CHELSEA know only too well how there is no time for settling in new players during the January transfer window.
The ink had barely dried on a then-British-record £107million deal for Enzo Fernandez before he was kitted out in blue and playing 90 minutes on his debut against Fulham in February 2023.
It was precisely a week after the midfielder’s swansong for Benfica and less than two months since winning the World Cup with Argentina in Qatar.
New year signings have to hit the ground running. It was the same first time around for forward Joao Felix and for winger Mykhailo Mudryk.
Which is where the forthcoming attempt to get defender Ben Chilwell out of Chelsea this month hits a major snag.
The latest transfer window has just been thrown open and managers in need of a quick fix are scouring the scouting databases to see who can save their season.
Chilwell, 28, has played just 45 minutes of first-team football this season — as a second-half sub in a one-sided Carabao Cup victory over League Two Barrow on September 24.
Since then he has made the bench once — in the next round when Chelsea got knocked out. And that’s it.
Not a single minute of Premier League action, with the first half of the season gone.
It is fair to say that a player with more than 200 senior games behind him is rustier than the wreck of the Titanic stuck more than two miles down in the North Atlantic since 1912.

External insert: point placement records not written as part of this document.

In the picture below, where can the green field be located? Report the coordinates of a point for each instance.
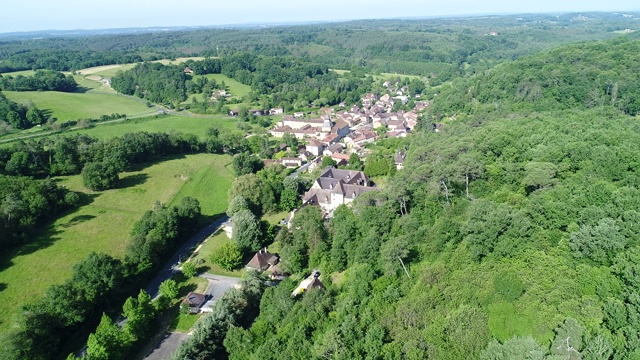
(109, 71)
(236, 88)
(78, 105)
(166, 123)
(23, 73)
(204, 256)
(104, 223)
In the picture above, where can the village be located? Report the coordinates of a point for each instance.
(336, 134)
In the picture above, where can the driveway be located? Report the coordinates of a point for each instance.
(218, 285)
(167, 346)
(174, 263)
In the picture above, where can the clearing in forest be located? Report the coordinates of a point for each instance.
(104, 221)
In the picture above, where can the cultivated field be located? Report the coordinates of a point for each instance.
(103, 224)
(16, 73)
(162, 123)
(109, 71)
(80, 105)
(236, 88)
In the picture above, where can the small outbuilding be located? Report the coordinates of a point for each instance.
(193, 302)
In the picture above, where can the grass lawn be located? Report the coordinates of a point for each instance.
(104, 224)
(209, 246)
(78, 105)
(274, 218)
(236, 88)
(23, 73)
(209, 185)
(163, 123)
(107, 71)
(183, 322)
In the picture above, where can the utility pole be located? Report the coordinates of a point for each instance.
(404, 267)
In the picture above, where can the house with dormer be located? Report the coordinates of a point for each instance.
(336, 187)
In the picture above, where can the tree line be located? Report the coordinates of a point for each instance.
(18, 116)
(578, 76)
(42, 80)
(99, 284)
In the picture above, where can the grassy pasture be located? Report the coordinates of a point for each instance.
(109, 71)
(16, 73)
(106, 70)
(211, 245)
(236, 88)
(78, 105)
(162, 123)
(104, 222)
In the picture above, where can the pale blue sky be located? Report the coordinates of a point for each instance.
(28, 15)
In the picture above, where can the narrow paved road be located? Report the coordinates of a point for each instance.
(172, 266)
(302, 168)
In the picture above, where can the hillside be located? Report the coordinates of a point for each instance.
(519, 232)
(578, 76)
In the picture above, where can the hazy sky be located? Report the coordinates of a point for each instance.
(27, 15)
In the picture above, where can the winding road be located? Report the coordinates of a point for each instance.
(185, 250)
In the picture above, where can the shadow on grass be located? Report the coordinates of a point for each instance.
(141, 166)
(48, 235)
(132, 180)
(78, 219)
(81, 90)
(46, 113)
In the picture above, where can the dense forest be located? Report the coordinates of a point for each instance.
(518, 228)
(584, 75)
(275, 81)
(19, 116)
(510, 233)
(440, 48)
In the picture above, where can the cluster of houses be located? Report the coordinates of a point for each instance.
(338, 134)
(335, 187)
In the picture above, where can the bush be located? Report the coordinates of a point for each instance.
(228, 256)
(189, 269)
(99, 176)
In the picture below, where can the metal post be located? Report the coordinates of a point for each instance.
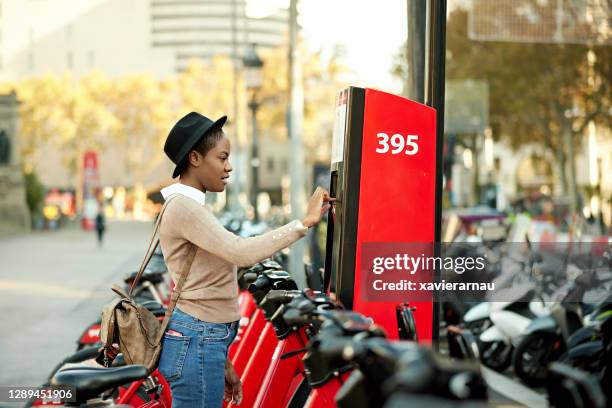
(234, 189)
(295, 113)
(415, 50)
(254, 158)
(435, 52)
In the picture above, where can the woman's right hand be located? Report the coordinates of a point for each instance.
(316, 209)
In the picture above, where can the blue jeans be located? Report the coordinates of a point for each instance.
(194, 361)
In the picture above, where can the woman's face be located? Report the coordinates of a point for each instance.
(212, 171)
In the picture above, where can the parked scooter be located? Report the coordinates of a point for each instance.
(545, 339)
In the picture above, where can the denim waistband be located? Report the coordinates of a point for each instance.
(179, 315)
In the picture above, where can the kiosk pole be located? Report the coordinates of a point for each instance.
(435, 52)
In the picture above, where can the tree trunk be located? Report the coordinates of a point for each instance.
(571, 161)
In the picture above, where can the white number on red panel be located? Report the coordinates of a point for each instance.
(397, 144)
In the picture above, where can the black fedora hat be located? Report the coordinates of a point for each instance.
(185, 134)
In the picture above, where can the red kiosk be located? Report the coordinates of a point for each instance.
(383, 174)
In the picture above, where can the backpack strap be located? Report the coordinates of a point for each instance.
(176, 292)
(152, 246)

Among the many items demanding the attention of new England manager Thomas Tuchel, who started his reign yesterday, Chilwell’s predicament must be one of the most confusing.
After all the German, when manager at Stamford Bridge, felt confident enough in his ability to play his attacking left-sider for the shock victory over Manchester City in the Champions League final of 2021.
Three-and-a-half years later and he might need help from the police to find his one-time first- choice full-back.
On paper, Chilwell looks just the player to bolster any Premier League squad wishing to add pace and experience to its defence.
For the likes of Ipswich, Wolves, Southampton, right up to Manchester United — currently missing Luke Shaw — he would be the perfect off-the-shelf cover man. There is no doubting his quality.
In the fickle world of football, a player with 21 international caps is considered unsuitable by Chelsea boss Enzo Maresca — and in this business that’s fair enough.
But trying to market one of the most high-profile casualties of Maresca’s so-called ‘bomb squad’ is not going to be easy when it is hard to find even a photo of him in Blues kit from the past half a year.
Chelsea may well end up following a similar path to that which managed to secure forward Raheem Sterling a last-minute release from mothballs at Stamford Bridge and a loan deal to Arsenal.
More than two-thirds of Sterling’s £300,000-a-week wages are still being paid by his parent club.
Chilwell — bought in 2020 from Leicester, where he came through the youth ranks — does not earn as much as Sterling. He picks up about
£190,000 a week, which is still a hefty sum.
But after six months in the doldrums, potential suitors will drive an extremely hard bargain to take a punt on an undoubted top-class footballer.
However, he is one who may need his boiler warmed up like an old locomotive before getting up to full steam.
In an ideal world, Chilwell would leave permanently this month. He is surely unhappy not playing and Chelsea would like to get him off the payroll and recoup some cash in the shape of a transfer fee.
But that too could be complicated. With the player under contract until 2027, he could choose to perch in the stands and sit tight for the next two and a half years — earning nearly £25m in the process.
That is unlikely. But the option is there to stick it out in the way fellow left-back Wayne Bridge did at Manchester City for four years after being frozen out.